Mammograms should not be done on a one-size fits all basis, but instead should be personalized based on a womans age, the density of her breasts, her family history of breast cancer and other factors including her own values. Thats the conclusion of a new study in the July 5 issue of the Annals of Internal Medicine.
The study challenges current guidelines from groups such as the American Cancer Society and the U.S. Preventive Services Task Force that make recommendations based on age alone. The American Cancer Society recommends annual screening starting at age 40 with no upper age limit, while the U.S. Preventive Services Task Force recommends biennial screening for women between the ages of 50 and 74.
While mammography screening indisputably decreases deaths from breast cancer, there is disagreement as to when women should begin mammography and how often they should get it: every two years starting at 50 or every year starting at 40?
Our analysis suggests that women with a first-degree relative with breast cancer or with a history of a breast biopsy should have an initial screening mammography at age 40, said study co-author Karla Kerlikowske, MD, MS, an expert in mammography at the University of California, San Francisco.
For women age 40 to 49 with high breast density, and with either a first-degree relative with breast cancer or a prior breast biopsy, the benefits versus harm for performing mammography every two years is similar to screening an average-risk woman in her 50s. This amounts to about 20 percent of women in their 40s. For women age 40 to 49 without these risk factors, it is reasonable to wait until age 50 to start mammography screening.
Many studies have shown that the denser a womans breast on a mammogram, the greater her risk of breast cancer. Low density or fatty breasts means a low risk of breast cancer while high density or less fatty breasts means a higher risk.
The researchers used population-based data collected on U.S. women from the Breast Cancer Surveillance Consortium (breastscreening.cancer.gov) and Surveillance Epidemiology and End Results (www.seer.cancer.gov/statfacts/html/breast.html) of the National Cancer Institute.

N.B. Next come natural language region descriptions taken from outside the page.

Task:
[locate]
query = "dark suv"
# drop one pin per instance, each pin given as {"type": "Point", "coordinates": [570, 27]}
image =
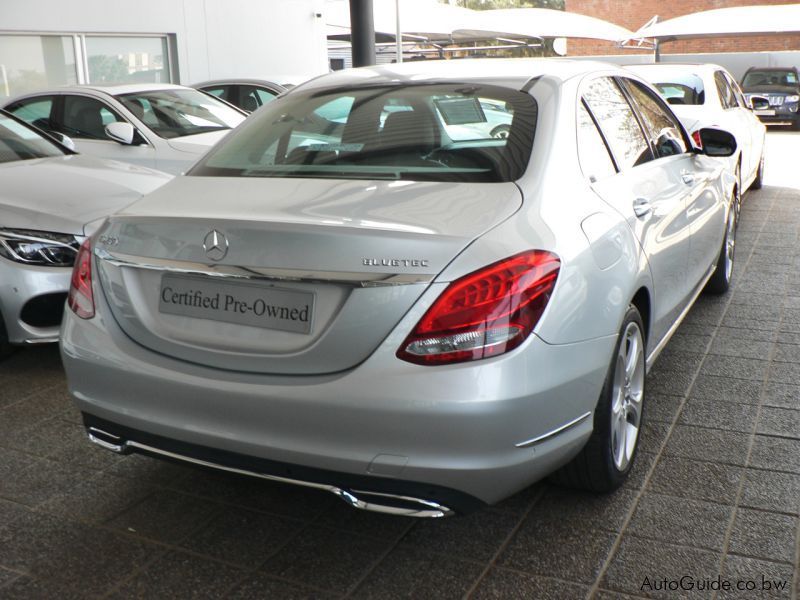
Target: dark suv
{"type": "Point", "coordinates": [781, 86]}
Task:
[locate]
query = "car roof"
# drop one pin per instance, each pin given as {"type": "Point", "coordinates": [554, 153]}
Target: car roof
{"type": "Point", "coordinates": [511, 71]}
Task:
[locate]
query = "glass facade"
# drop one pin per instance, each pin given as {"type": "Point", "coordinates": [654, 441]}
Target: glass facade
{"type": "Point", "coordinates": [34, 62]}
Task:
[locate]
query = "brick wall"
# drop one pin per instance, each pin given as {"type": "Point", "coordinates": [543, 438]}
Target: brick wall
{"type": "Point", "coordinates": [635, 13]}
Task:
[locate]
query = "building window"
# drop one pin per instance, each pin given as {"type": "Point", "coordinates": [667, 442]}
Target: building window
{"type": "Point", "coordinates": [33, 62]}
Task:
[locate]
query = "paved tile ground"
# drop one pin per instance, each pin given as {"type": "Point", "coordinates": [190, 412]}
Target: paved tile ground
{"type": "Point", "coordinates": [714, 496]}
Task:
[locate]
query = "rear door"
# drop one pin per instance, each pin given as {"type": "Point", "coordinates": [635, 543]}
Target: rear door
{"type": "Point", "coordinates": [648, 191]}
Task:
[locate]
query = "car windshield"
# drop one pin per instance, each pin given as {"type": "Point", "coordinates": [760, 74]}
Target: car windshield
{"type": "Point", "coordinates": [682, 89]}
{"type": "Point", "coordinates": [19, 142]}
{"type": "Point", "coordinates": [431, 132]}
{"type": "Point", "coordinates": [177, 113]}
{"type": "Point", "coordinates": [770, 77]}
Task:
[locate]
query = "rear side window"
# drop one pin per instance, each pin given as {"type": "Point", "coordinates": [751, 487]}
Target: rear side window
{"type": "Point", "coordinates": [35, 111]}
{"type": "Point", "coordinates": [664, 130]}
{"type": "Point", "coordinates": [429, 132]}
{"type": "Point", "coordinates": [618, 123]}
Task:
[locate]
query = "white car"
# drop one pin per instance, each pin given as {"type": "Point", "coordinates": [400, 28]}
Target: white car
{"type": "Point", "coordinates": [708, 96]}
{"type": "Point", "coordinates": [162, 126]}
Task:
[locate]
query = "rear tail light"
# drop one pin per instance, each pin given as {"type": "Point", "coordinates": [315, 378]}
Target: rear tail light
{"type": "Point", "coordinates": [485, 313]}
{"type": "Point", "coordinates": [696, 138]}
{"type": "Point", "coordinates": [81, 298]}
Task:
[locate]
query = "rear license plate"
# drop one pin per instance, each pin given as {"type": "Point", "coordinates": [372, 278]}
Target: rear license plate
{"type": "Point", "coordinates": [256, 305]}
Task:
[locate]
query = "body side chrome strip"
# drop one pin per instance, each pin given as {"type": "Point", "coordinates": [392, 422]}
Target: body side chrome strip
{"type": "Point", "coordinates": [554, 432]}
{"type": "Point", "coordinates": [668, 336]}
{"type": "Point", "coordinates": [429, 509]}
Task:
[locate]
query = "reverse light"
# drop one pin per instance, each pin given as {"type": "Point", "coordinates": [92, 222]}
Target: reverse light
{"type": "Point", "coordinates": [485, 313]}
{"type": "Point", "coordinates": [81, 298]}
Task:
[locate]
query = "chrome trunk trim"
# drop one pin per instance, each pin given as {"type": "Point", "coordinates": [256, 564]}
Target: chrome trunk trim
{"type": "Point", "coordinates": [426, 508]}
{"type": "Point", "coordinates": [554, 432]}
{"type": "Point", "coordinates": [341, 277]}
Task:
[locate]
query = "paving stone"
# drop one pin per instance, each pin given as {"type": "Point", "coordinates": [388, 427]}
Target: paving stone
{"type": "Point", "coordinates": [779, 421]}
{"type": "Point", "coordinates": [783, 395]}
{"type": "Point", "coordinates": [262, 587]}
{"type": "Point", "coordinates": [761, 574]}
{"type": "Point", "coordinates": [558, 550]}
{"type": "Point", "coordinates": [734, 367]}
{"type": "Point", "coordinates": [406, 573]}
{"type": "Point", "coordinates": [477, 536]}
{"type": "Point", "coordinates": [327, 559]}
{"type": "Point", "coordinates": [640, 566]}
{"type": "Point", "coordinates": [760, 534]}
{"type": "Point", "coordinates": [662, 408]}
{"type": "Point", "coordinates": [695, 479]}
{"type": "Point", "coordinates": [165, 516]}
{"type": "Point", "coordinates": [714, 445]}
{"type": "Point", "coordinates": [771, 490]}
{"type": "Point", "coordinates": [500, 584]}
{"type": "Point", "coordinates": [174, 573]}
{"type": "Point", "coordinates": [776, 453]}
{"type": "Point", "coordinates": [681, 521]}
{"type": "Point", "coordinates": [719, 415]}
{"type": "Point", "coordinates": [242, 537]}
{"type": "Point", "coordinates": [724, 389]}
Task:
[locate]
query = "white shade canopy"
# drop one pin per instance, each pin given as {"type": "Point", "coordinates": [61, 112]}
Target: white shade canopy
{"type": "Point", "coordinates": [741, 20]}
{"type": "Point", "coordinates": [434, 20]}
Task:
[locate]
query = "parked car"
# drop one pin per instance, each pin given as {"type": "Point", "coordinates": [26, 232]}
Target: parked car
{"type": "Point", "coordinates": [49, 196]}
{"type": "Point", "coordinates": [162, 126]}
{"type": "Point", "coordinates": [247, 94]}
{"type": "Point", "coordinates": [781, 86]}
{"type": "Point", "coordinates": [708, 95]}
{"type": "Point", "coordinates": [418, 324]}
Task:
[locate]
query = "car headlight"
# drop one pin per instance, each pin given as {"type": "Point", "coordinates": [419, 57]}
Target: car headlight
{"type": "Point", "coordinates": [41, 248]}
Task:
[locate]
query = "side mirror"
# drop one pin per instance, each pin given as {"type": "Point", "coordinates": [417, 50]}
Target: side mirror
{"type": "Point", "coordinates": [63, 140]}
{"type": "Point", "coordinates": [717, 142]}
{"type": "Point", "coordinates": [120, 132]}
{"type": "Point", "coordinates": [759, 103]}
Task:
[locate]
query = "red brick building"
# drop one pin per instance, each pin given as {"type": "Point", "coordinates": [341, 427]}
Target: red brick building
{"type": "Point", "coordinates": [635, 13]}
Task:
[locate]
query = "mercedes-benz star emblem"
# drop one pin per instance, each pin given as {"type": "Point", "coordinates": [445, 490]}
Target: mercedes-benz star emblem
{"type": "Point", "coordinates": [215, 245]}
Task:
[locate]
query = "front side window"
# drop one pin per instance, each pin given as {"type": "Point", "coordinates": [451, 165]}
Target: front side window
{"type": "Point", "coordinates": [437, 132]}
{"type": "Point", "coordinates": [35, 111]}
{"type": "Point", "coordinates": [618, 123]}
{"type": "Point", "coordinates": [86, 118]}
{"type": "Point", "coordinates": [18, 142]}
{"type": "Point", "coordinates": [175, 112]}
{"type": "Point", "coordinates": [664, 129]}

They developed a model to compare the lifetime costs and health benefits for women who underwent mammograms every year, every two years, every three to four years, or who never got a mammogram. The women all had different risk factors for breast cancer, and the model assumed that they all started out as healthy but could ultimately fall into one of six different categories: remain healthy or develop ductal carcinoma in situ (DCIS), localized invasive breast cancer, regional invasive breast cancer or distant invasive breast cancer, or die from invasive breast cancer or other causes.
The authors used the data to estimate how many extra mammograms would be needed over a decade to prevent one death from breast cancer in those having mammograms once every three to four years compared to no mammograms, and in those having mammography every two years compared to once every three to four years. They also estimated the costs for each frequency of mammography for each year of quality life gained.
Most guidelines use age as the determining factor in when, and how often, a woman should get a mammogram, said Steve Cummings, MD, of the San Francisco Coordinating Center at the California Pacific Medical Center Research Institute, and the senior author of the study.
What our study shows is that other factors, particularly breast density, are just as important, if not more so, in helping a woman decide what is most appropriate for her. We show that mammography should be personalized. The best interval for you depends on your age, breast density, and other risk factors for breast cancer.
Lead author John Schousboe, MD, PhD of the Park Nicollet Institute and the University of Minnesota noted that yearly mammograms was not cost-effective and yielded little additional health benefits compared to mammograms once every two years, regardless of age, breast density or other risk factors.
The frequency of mammography, he said, is not just a clinical decision, it also has a strong emotional component.
Feelings matter too, Schousboe said. For example, some mammograms produce a false positive result and these can cause a lot of worry for a woman. The effect of mammograms on a womans quality of life should be considered in her decision about when to be screened. If mammograms reassure you, then more often than every two years may be reasonable. If they worry or bother you, then less frequent may be OK.
The study was supported by grants from Eli Lilly and Co. and the Da Costa Family Foundation for Research in Breast Cancer Prevention at CPMC. The sponsors had no role in the design, data collection, analysis or interpretation of the study.
This is exactly the type of analysis that we need if we are going to help women and doctors figure out the best schedule of screening for them, said Susan Love, MD, MBA, president of the Dr. Susan Love Research Foundation. Personalized medicine extends beyond treatment to risk definition and appropriate screening schedules.